Some argue that ActiveX and J/Direct not only make Java less secure, but also less portable. They say Microsoft is attempting to subvert the Internet from trying to standardize on Pure Java. Give me a break! For those who haven't noticed, Visual J++ compiles Pure Java code faster than anything; Internet Explorer is the fastest Pure Java Virtual Machine; and AFC is written entirely in Pure Java. Obviously, Pure Java is a great thing - when we can do it. But just as there are few great programs written entirely in ANSI C, Java programmers will often need to tap into the machine or the OS directly. ActiveX is a very useful means to do this.

ActiveX runs on most clients that connect to the Internet, including Macintosh, Windows and soon, several flavors of Unix. But even if ActiveX only ran on Windows, somehow the notion of giving more power to the 5 million Windows programmers who write code for the 100 million Windows users seems to be too complicated for some Pure Javans to comprehend.

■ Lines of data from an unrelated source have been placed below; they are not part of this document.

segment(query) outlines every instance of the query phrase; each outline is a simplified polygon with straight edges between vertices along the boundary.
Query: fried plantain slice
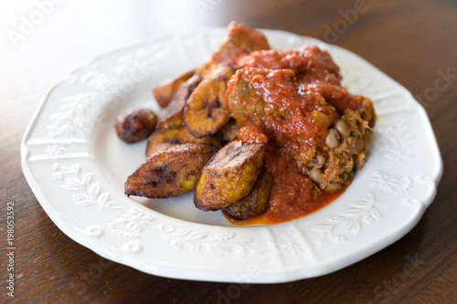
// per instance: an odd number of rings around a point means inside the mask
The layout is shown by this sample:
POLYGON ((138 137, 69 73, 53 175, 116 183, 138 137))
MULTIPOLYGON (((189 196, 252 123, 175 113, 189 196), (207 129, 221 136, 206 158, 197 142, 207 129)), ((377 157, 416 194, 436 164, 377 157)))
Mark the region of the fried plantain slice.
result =
POLYGON ((173 129, 183 125, 184 106, 187 98, 197 88, 200 80, 201 76, 196 73, 179 86, 171 101, 159 114, 155 129, 173 129))
POLYGON ((125 194, 166 198, 189 192, 217 151, 208 144, 184 143, 153 154, 128 177, 125 194))
POLYGON ((222 212, 237 221, 263 214, 268 209, 272 184, 273 175, 269 172, 260 173, 254 188, 248 196, 228 207, 223 208, 222 212))
POLYGON ((175 93, 177 91, 179 86, 190 79, 193 75, 194 71, 189 70, 174 79, 168 79, 161 82, 157 87, 154 88, 153 95, 157 103, 163 108, 166 107, 173 99, 173 96, 175 96, 175 93))
POLYGON ((146 156, 149 157, 174 144, 190 142, 207 143, 218 148, 221 147, 219 141, 215 136, 205 136, 197 139, 189 132, 187 128, 181 126, 175 129, 160 129, 154 131, 149 136, 147 142, 146 156))
POLYGON ((224 79, 205 79, 187 99, 184 123, 196 138, 216 134, 230 120, 226 89, 224 79))
POLYGON ((235 74, 235 68, 228 63, 207 62, 197 69, 204 79, 222 79, 228 81, 235 74))
POLYGON ((230 119, 228 122, 216 134, 221 144, 226 144, 235 140, 238 136, 239 127, 235 120, 230 119))
POLYGON ((145 109, 133 110, 116 119, 114 130, 116 135, 127 143, 145 140, 154 131, 157 117, 145 109))
POLYGON ((233 141, 216 153, 203 168, 194 204, 203 211, 228 207, 250 194, 260 173, 265 143, 233 141))

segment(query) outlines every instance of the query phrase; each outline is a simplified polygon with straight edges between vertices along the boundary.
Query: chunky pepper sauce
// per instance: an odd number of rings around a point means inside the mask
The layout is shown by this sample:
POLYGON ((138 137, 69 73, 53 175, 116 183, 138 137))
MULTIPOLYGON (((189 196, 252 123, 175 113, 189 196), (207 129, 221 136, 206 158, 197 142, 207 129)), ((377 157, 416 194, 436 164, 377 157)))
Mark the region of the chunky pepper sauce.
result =
MULTIPOLYGON (((311 49, 315 53, 315 47, 311 49)), ((295 53, 282 61, 277 51, 254 52, 244 59, 248 67, 280 69, 244 68, 228 81, 228 108, 241 127, 238 138, 247 143, 268 142, 264 167, 274 177, 267 212, 236 224, 278 223, 303 216, 338 197, 352 180, 349 173, 340 187, 320 189, 309 176, 309 162, 317 152, 329 156, 325 139, 340 116, 333 104, 339 110, 356 109, 361 98, 338 86, 338 68, 326 58, 303 59, 295 53)))

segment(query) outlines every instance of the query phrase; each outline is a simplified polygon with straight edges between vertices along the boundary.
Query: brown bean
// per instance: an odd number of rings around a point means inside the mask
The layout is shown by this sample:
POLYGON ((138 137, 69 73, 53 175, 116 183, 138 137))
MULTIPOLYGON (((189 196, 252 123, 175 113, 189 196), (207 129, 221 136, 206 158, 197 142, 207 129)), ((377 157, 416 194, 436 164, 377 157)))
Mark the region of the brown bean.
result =
POLYGON ((322 174, 323 173, 321 169, 313 169, 309 173, 310 178, 318 183, 321 183, 323 182, 322 174))
POLYGON ((316 155, 315 159, 317 160, 317 164, 320 165, 321 167, 325 164, 325 156, 324 155, 316 155))
POLYGON ((341 135, 345 137, 348 137, 349 135, 351 135, 351 131, 349 130, 349 127, 347 127, 347 124, 345 122, 345 121, 338 120, 335 124, 335 127, 341 135))
POLYGON ((335 129, 330 129, 328 131, 327 137, 325 137, 325 144, 330 149, 335 149, 340 145, 339 134, 335 129))
POLYGON ((341 183, 330 183, 326 187, 326 191, 335 191, 341 189, 341 183))

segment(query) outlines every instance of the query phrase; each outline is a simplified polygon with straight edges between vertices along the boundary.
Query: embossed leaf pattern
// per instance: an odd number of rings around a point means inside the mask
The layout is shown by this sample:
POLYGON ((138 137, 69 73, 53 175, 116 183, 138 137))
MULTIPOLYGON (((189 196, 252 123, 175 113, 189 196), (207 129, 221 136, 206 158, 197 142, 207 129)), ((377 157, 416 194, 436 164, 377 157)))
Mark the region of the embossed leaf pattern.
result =
POLYGON ((378 129, 381 136, 374 149, 386 158, 388 166, 404 165, 414 157, 410 143, 414 136, 408 132, 409 127, 403 118, 399 118, 393 125, 378 129))
POLYGON ((58 162, 54 162, 51 168, 56 171, 52 174, 53 179, 64 181, 62 188, 77 191, 78 194, 71 197, 75 199, 76 204, 92 205, 96 204, 101 210, 105 208, 122 209, 118 203, 111 201, 110 194, 101 191, 99 183, 93 182, 93 173, 81 174, 81 167, 78 162, 70 167, 62 166, 58 162))
POLYGON ((87 106, 95 99, 94 92, 78 93, 64 98, 59 111, 49 117, 52 123, 48 126, 48 134, 51 138, 83 138, 91 128, 87 106))
POLYGON ((154 220, 155 217, 131 208, 127 213, 117 218, 108 225, 117 235, 123 237, 140 237, 142 232, 154 220))
POLYGON ((388 174, 375 171, 371 178, 372 183, 378 188, 385 188, 396 194, 402 194, 409 191, 412 181, 408 176, 388 174))
POLYGON ((357 234, 361 231, 363 223, 372 224, 381 218, 376 205, 379 204, 375 195, 368 193, 362 200, 354 203, 351 207, 343 211, 339 215, 331 215, 327 220, 331 224, 316 225, 313 231, 321 234, 319 242, 326 244, 331 241, 345 242, 348 233, 357 234))
POLYGON ((197 251, 208 248, 219 257, 244 257, 252 251, 250 244, 253 242, 253 238, 237 237, 235 233, 213 235, 207 231, 175 228, 162 224, 158 227, 163 232, 162 237, 169 240, 170 244, 179 250, 186 247, 197 251))

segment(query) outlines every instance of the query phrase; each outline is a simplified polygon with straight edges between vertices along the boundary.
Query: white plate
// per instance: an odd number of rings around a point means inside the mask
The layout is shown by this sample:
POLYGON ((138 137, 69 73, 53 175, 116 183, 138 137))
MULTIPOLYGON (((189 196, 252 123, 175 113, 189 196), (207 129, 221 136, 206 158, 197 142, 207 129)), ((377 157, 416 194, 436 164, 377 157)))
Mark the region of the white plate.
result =
POLYGON ((43 100, 21 146, 22 167, 54 223, 99 255, 146 273, 237 283, 286 282, 356 263, 407 234, 431 203, 442 164, 428 117, 411 94, 356 55, 320 40, 265 30, 274 48, 328 49, 352 93, 373 99, 378 121, 369 162, 347 191, 308 216, 234 226, 194 207, 193 194, 127 198, 123 183, 145 142, 113 131, 127 109, 159 110, 151 89, 201 65, 225 28, 157 37, 101 56, 43 100))

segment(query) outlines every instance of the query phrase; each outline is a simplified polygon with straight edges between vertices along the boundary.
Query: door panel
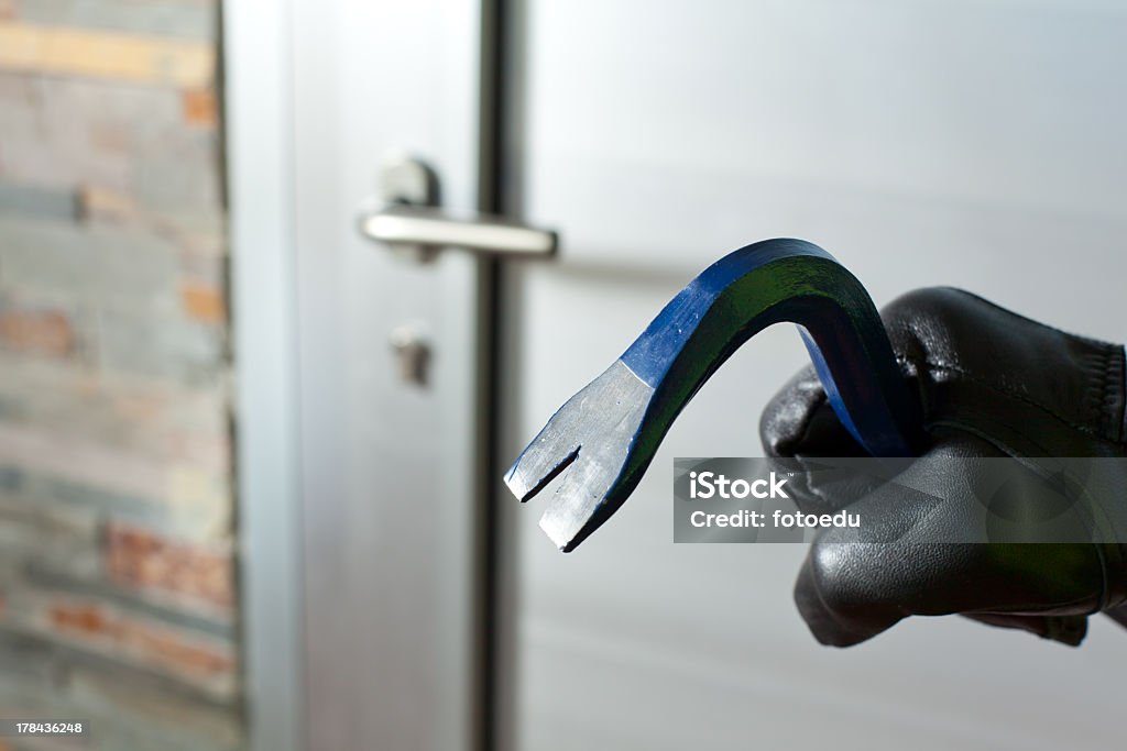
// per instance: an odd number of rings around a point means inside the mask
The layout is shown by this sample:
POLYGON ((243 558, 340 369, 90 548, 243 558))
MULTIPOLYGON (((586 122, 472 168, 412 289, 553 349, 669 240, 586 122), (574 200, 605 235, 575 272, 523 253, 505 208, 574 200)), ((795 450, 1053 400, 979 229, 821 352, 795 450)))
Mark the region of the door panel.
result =
MULTIPOLYGON (((511 274, 507 456, 767 236, 823 244, 878 304, 953 284, 1127 338, 1120 7, 526 0, 520 21, 513 199, 565 245, 511 274)), ((791 602, 802 548, 672 544, 673 457, 761 453, 758 411, 804 363, 792 330, 756 337, 570 555, 538 500, 508 507, 506 748, 1116 743, 1127 637, 1102 619, 1075 651, 957 618, 833 651, 791 602)))
POLYGON ((295 0, 293 27, 308 743, 469 749, 477 263, 394 258, 357 217, 397 152, 474 206, 478 3, 295 0))

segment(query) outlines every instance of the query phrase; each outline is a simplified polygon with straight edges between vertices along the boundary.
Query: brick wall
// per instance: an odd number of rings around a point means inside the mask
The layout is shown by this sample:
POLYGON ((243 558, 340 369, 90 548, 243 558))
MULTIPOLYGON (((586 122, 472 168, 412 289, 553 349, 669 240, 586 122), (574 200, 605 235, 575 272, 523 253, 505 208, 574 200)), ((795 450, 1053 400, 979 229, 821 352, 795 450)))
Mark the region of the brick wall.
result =
POLYGON ((242 746, 216 2, 0 0, 0 751, 242 746))

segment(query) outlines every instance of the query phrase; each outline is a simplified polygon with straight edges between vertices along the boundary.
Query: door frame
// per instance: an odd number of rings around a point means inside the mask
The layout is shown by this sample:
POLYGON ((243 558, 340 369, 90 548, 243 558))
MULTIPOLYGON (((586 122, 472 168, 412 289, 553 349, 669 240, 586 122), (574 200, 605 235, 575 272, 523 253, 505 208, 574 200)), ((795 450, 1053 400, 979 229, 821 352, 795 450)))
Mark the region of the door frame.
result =
MULTIPOLYGON (((505 107, 509 91, 512 0, 478 0, 477 208, 506 208, 505 107)), ((298 751, 308 745, 309 699, 302 544, 302 388, 299 278, 302 232, 296 99, 302 75, 294 29, 301 0, 222 6, 222 91, 230 217, 239 587, 243 690, 249 746, 298 751)), ((308 12, 308 11, 307 11, 308 12)), ((302 45, 309 47, 304 39, 302 45)), ((308 63, 305 63, 308 66, 308 63)), ((304 190, 308 190, 305 188, 304 190)), ((498 580, 496 472, 499 461, 502 268, 477 261, 479 352, 478 462, 472 573, 474 651, 472 748, 497 748, 496 694, 503 583, 498 580), (498 627, 498 619, 500 627, 498 627)))
POLYGON ((222 3, 245 717, 304 748, 292 0, 222 3))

Portability is rightfully a key issue for Unix Java programmers because ignoring the OS and GUI differences between vendors would perilously restrict their market, which is already limited to about 1 million copies per year. But Windows developers like me already know our target platform. When Java is the right business strategy, we should not ignore our target platform to build needlessly portable and less powerful applications.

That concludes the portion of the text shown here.